In state / State schools now have a tuition of $36k in many areas. These aren't private schools or ivy league.
In a Twitter thread last year I remember someone saying "I want to so and so school for only $5,200 a semester. I didn't take out loans and worked hard as a bar tender to pay may way through school. You should be able to do it as well." Then someone asked when did you go to school. This person replied in the 90's. They then responded to him with "You do realize tuition at said school is now $38k alone today. That does not include room and board." That person never did continue the thread after being called out on that.
I went to high school in an all white, affluent rural part of the state. My high school had statistics that 96% of graduates went on to a 4 year degree. In high school guidance councilors never discussed whether or not college was the right choice for you, or if you could afford it. It was always about what school was the best fit for you in terms of academics or sports or amenities and social environment. Several of my classmates went to ivy league schools such as Harvard.
My family wasn't affluent, just average. And my parents were divorced. Even so, going to college was never a question. It was an expectation. You had to go on to college for success. We never had any discussions about costs or whether or not we could afford this. The only discussions we had were to get me motivated to apply to more schools. Right those admission essays and study harder and take those SAT's again for a better grade.

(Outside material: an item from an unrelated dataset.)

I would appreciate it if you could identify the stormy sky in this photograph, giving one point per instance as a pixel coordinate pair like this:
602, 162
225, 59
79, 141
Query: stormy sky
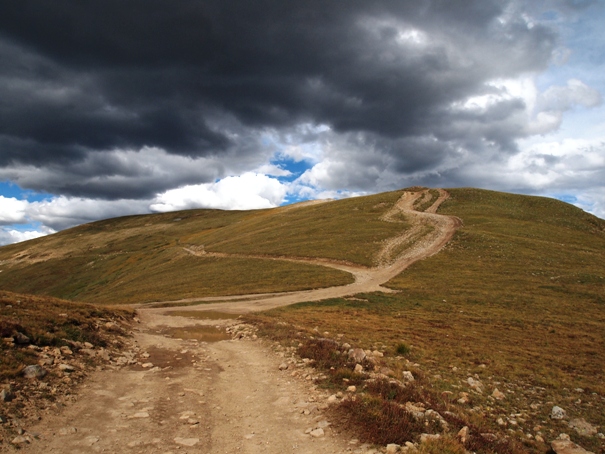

When I was accepted, my father went online and applied for financial aid and student loans without even consulting me or involving me in the process. I'm still pissed at him over that. It was like I got my acceptance letter to my first choice school. I accepted and that night my father tells me financial aid is all taken care of. I was like what.
Tuition for me was $13,000 a semester plus room and board. After financial aid and scholarships I had about $14,000 a year in loans for a total of about $55,000 for 4 years of school.

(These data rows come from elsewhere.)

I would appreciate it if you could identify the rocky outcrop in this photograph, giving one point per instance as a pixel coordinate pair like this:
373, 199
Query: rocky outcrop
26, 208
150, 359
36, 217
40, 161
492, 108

I graduated in 2008, right as the recession hit. My first job ended after 6 months. The small agency I was working for went under.

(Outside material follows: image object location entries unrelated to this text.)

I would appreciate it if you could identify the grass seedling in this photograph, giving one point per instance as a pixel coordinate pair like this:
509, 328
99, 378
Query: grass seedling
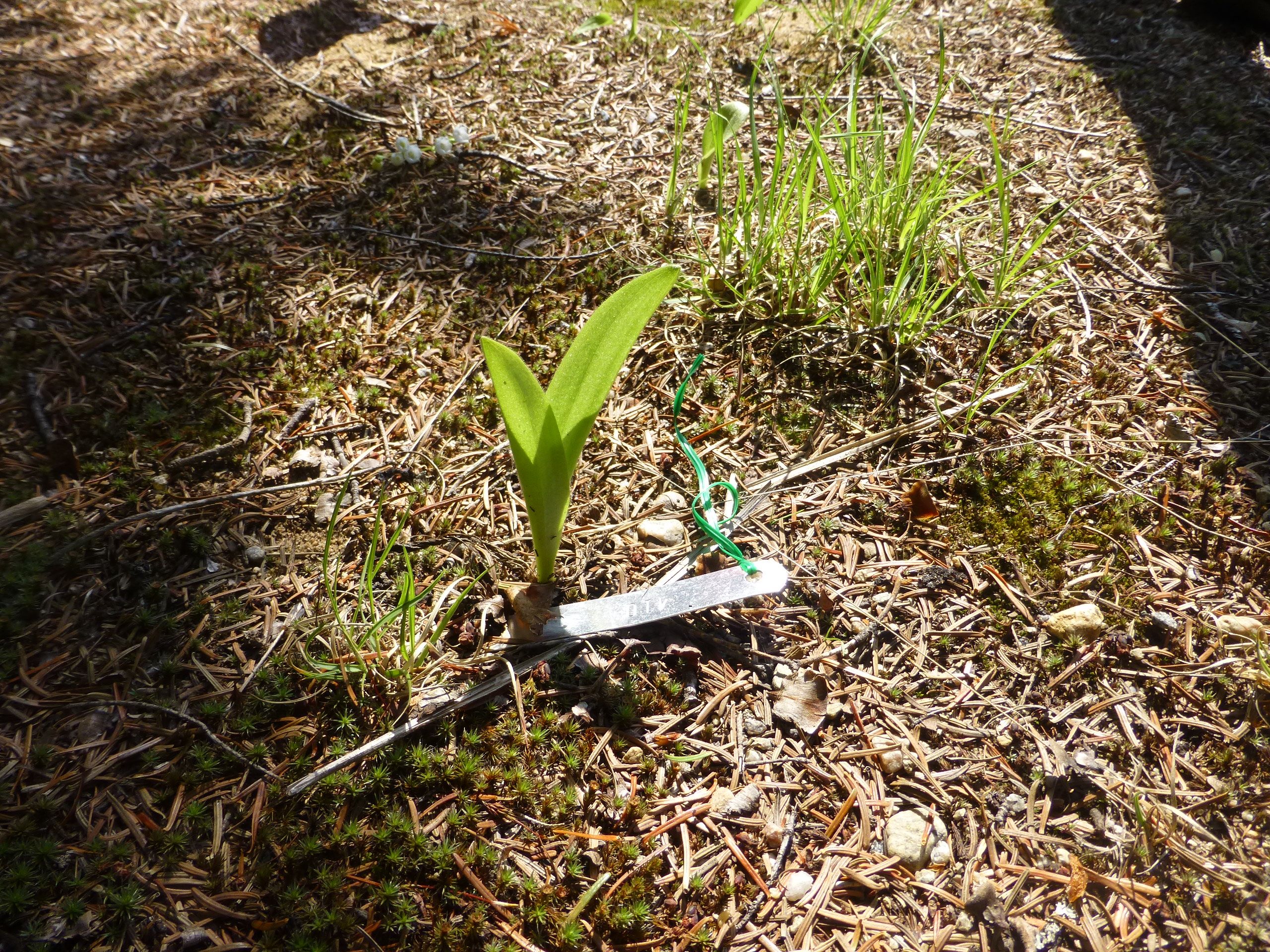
548, 429
379, 633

I moved back in with my mom and step date and was working 2 retail jobs. I couldn't afford to live on my own. Less than a year of this my step father game me an ultimatum to get a job and move about by x date or you will be homeless. He never went to college, and moved out on his own when he was 18. He used that as an example and didn't want adult children living in his house.
I ended up in retail management because no one was hiring in my field and after rent I couldn't afford student loans. So I used up all of my deferment. Which resulted in my student loans ballooning because of interest. They say using deferment is a poor choice. You should never do that. But I didn't have a choice. It was do that, or be homeless. Getting back into my field at the end of the recession ended up with me working at a start up that failed. So I was jobless once again. Took 15 months to get a full time job in my field again / a job that wasn't a low wage service job. The biggest issue was not having enough experience, and when I could get a job I started at entry level. Again in a situation where I couldn't afford both rent and student loans and fell behind. And that's where I am today. Never being able to catch up because my jobs have been in high rent area. And I didn't have the option of living at home with my parents.
Thank you for the story and I know it won't make it any better but you're definitely not alone on this. I know a slew of graduates from the late 2000s and early 2010s with this exact experience: HS pushes every student to college to promote their 95%+ college acceptance rate and 11M in scholarship numbers, parents push their kids to college as they think/know its the best route to success (often because they don't have it), and we as 18 year olds who can't wash our underwear are getting huge loans signed off on so we can have an experience our friends are having
And you're right, the era of the cheap state school is gone myth. Even states with reduced in-state tuition is still a lot of money. UNH is 15.2k per year for in-state courses, excluding fees and room and board...but when you get the full cost baked in, it's still 35k a year for a resident. That's for one school in the state that is a residential state school (they have a non-residential option in the city too). That's it. NH is notorious for not being great with that, but UMASS, state of all the colleges, is also around there. The only real options to keep costs down are to absolutely kill it on need based aid and scholarships, to have parents fronting the cost, or to put together some combination of community college/online courses to build credits and there's a limit to that. They were certainly not options for me in 2006 - I proposed going to our local low-end community college for a year to keep costs down and got the hardest no I've ever gotten from my mother. She may have been right for me personally but that wasn't a reality. We took on the aid and loans, my mom somehow (I don't ask) pieced together enough for the deposit and got on a monthly plan for some of it.
Around the second semester of my senior year my mother lost her job so I then needed to take on an additional loan - I was lucky it was second semester senior year and not longer than that. I also got lucky to get
a job (not a great paying one but a FT job) that helped keep us afloat and parents who let me stay at home forever. I was lucky. I know so many who weren't.
The big issue is that even if we get loan forgiveness...it fixes it in part or whole for us. It doesn't fix it for the next gen who is being given the same song and dance or the severely inflated prices.
But honestly...the deck is severely stacked against millennials and Gen Z at this point and a reckoning will happen in regards to higher ed. It's more a matter of time here. At some point people will see 240k for four years and say "my kid would be better off if I just give them that money and set them off" - get a house, put a huge chunk in savings, get your medical set up, take your time to find your right path. Or, more realistically, more parents will just say "you won't have the money to pay that and neither will we, let's find an alternative".